The Costs of Cultural Heritage Data Services: The CIDOC CRM or Aggregator formats?

Martin Doerr (Research Director at the Information Systems Laboratory and Head of the Centre for Cultural Informatics, FORTH)
Dominic Oldman (Principal Investigator of ResearchSpace, Deputy Head IS, British Museum

June 2013

Many larger cultural institutions are gradually increasing their engagement with the Internet and contributing to the growing provision of integrated and collaborative data services. This occurs in parallel with the upcoming so-called aggregation services, seemingly striving to achieve the same goal. At a closer look however, there are quite fundamental differences that produce very different outcomes.

Traditional knowledge production occurred in an author’s private space or a lab with local records, notwithstanding field research. This space or lab may be part of an institution such as a museum. The author (scholar or scientist) would publish results and by making content accessible it would then be collected by libraries. The author ultimately knows how to interpret the statements in his/her publication and relate that to the reality referred in the publication, from the field, from a lab or from a collection. Many authors are also curators of knowledge and things.

The librarian would not know this context, would not be a specialist of the respective field, and therefore must not alter in any way the content. However, (s)he would integrate the literature under common dominant generic concepts and references, such as “Shakespeare studies”, and preserve the content.
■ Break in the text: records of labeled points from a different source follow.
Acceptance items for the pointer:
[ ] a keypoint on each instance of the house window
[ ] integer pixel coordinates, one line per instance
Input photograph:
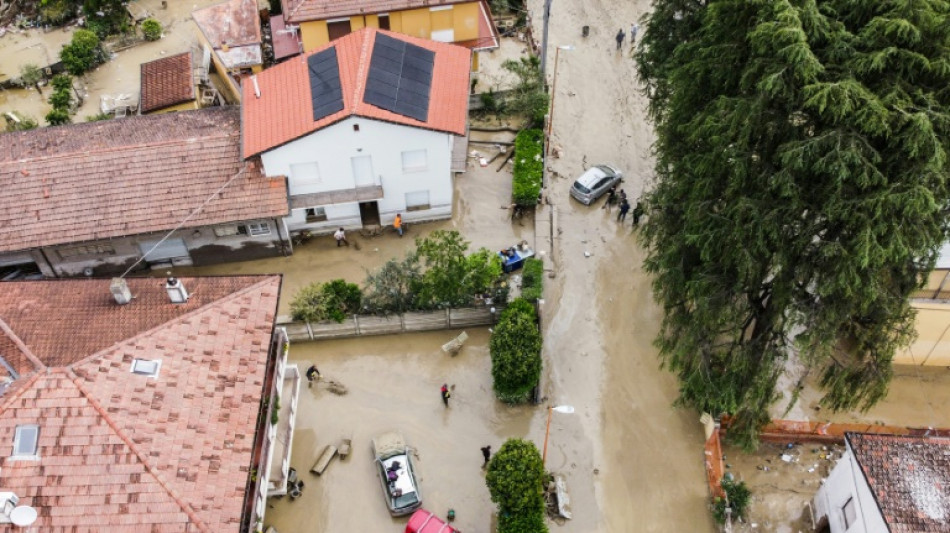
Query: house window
(316, 214)
(146, 367)
(26, 440)
(86, 250)
(849, 513)
(417, 201)
(257, 229)
(414, 161)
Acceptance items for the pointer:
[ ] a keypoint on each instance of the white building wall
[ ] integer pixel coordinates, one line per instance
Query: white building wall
(846, 481)
(332, 149)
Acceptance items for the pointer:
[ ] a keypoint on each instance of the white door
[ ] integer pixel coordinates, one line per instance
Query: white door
(169, 249)
(363, 171)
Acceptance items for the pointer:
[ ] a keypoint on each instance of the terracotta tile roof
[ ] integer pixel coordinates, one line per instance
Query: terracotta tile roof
(909, 478)
(129, 176)
(124, 452)
(166, 82)
(284, 111)
(304, 10)
(235, 22)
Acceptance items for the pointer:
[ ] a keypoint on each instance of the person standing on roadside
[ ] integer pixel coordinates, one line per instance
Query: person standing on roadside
(445, 394)
(624, 207)
(397, 223)
(340, 237)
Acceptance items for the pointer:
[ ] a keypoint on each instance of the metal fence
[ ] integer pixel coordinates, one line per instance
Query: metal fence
(360, 325)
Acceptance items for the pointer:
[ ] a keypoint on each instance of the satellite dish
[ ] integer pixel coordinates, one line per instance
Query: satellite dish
(23, 516)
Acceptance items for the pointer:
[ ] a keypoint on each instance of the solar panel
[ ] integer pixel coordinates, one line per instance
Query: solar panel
(400, 77)
(326, 94)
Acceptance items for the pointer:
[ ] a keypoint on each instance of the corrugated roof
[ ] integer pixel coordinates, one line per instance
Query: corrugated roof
(284, 110)
(909, 478)
(129, 176)
(304, 10)
(166, 82)
(124, 452)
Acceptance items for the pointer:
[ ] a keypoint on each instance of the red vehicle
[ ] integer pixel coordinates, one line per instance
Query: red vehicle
(423, 521)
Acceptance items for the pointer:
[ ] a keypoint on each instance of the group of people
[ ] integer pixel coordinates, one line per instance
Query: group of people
(613, 196)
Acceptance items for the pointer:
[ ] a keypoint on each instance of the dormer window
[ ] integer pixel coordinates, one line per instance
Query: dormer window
(146, 367)
(26, 441)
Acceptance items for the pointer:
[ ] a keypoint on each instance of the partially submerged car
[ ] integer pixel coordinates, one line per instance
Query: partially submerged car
(394, 466)
(595, 182)
(423, 521)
In the current cultural-historical knowledge life-cycle, we may distinguish three levels of stewardship of knowledge: (1) the curator or academic, (2) the disciplinary institution (such as the Smithsonian, the British Museum or smaller cultural heritage bodies) (3) the discipline-neutral aggregator (such as Europeana or IMLS-DCC).  Level (2) typically acts as “provider” to the “aggregator”.

Obviously, the highest level can make the least assumptions about common concepts, in particular a data model, in order to integrate content. Therefore, it can offer services only for very general relationships in the provided content. On the other side, questions needing such a global level of knowledge will be equally generic. Therefore, the challenge is NOT to find the most common fields in the provider schemata (“core fields”), but the most relevant generalizations (such as “refers to”, avoiding overgeneralizations (such as “has date”). These generalizations are for accessing content, but should NOT be confused with the demand of documenting knowledge. At that level some dozens of generic properties may be effective.

The preoccupation of providers and aggregators with a common set of fields has the result that they only support rudimentary connections between the datasets they collect and as a result reduce the ability for researchers to determine where the most relevant knowledge may be located. As with the library, the aggregator’s infrastructure can only support views of the data (search interfaces) that reflect their own limited knowledge because the data arrives with little or no context and over-generalized cross-correlations (“see also”, “relation”, ”coverage”).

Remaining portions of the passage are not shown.